BS Teh, Seagates Executive Vice President and Managing
Director for Asia Pacific & Japan, informed that Seagate is the only hard
disc manufacturer to have achieved shipment volume of 1-billion drives in 2008
and is still the only HDD company to have crossed this landmark and said that
it would achieve the next 1 billion within the next five years, riding on the
back of explosive requirement for storage both at enterprise and consumer levels.
The company projects positive outlook for the storage industry in 2010 and expects
the growing digital lifestyles and exploding enterprise data to drive growth.
Asia-Pacific and Japan contribute almost half of the company's revenue.
It is predicted that enterprise data will grow by over six times over next four-five
years. With applications like SMS [the number of text messages sent every single
day, which is currently, about 6,5 billion that is more than population on earth]

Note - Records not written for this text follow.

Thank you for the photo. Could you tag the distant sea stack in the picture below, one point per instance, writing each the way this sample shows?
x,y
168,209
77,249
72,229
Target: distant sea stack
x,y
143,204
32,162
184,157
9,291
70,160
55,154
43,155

and other communication and entertainment devices, already the HDD commissions
1.5 million drives every day. Seagate anticipates that 40 Exabytes of unique
new information will be generated in this year globally, while traffic on the
world-wide-web would grow at 40% CAGR over the same period. All this usage requires
storage at the backend.
India is key player of Seagates growth strategy as
anticipated investment in IT infrastructure, of which storage is a key component.
Indian enterprises will be looking to rationalizing their storage with adoption
of newer technologies like storage virtualization, de-duplication, thin provisioning,
thin cloning, data storage is well on the way to recovery.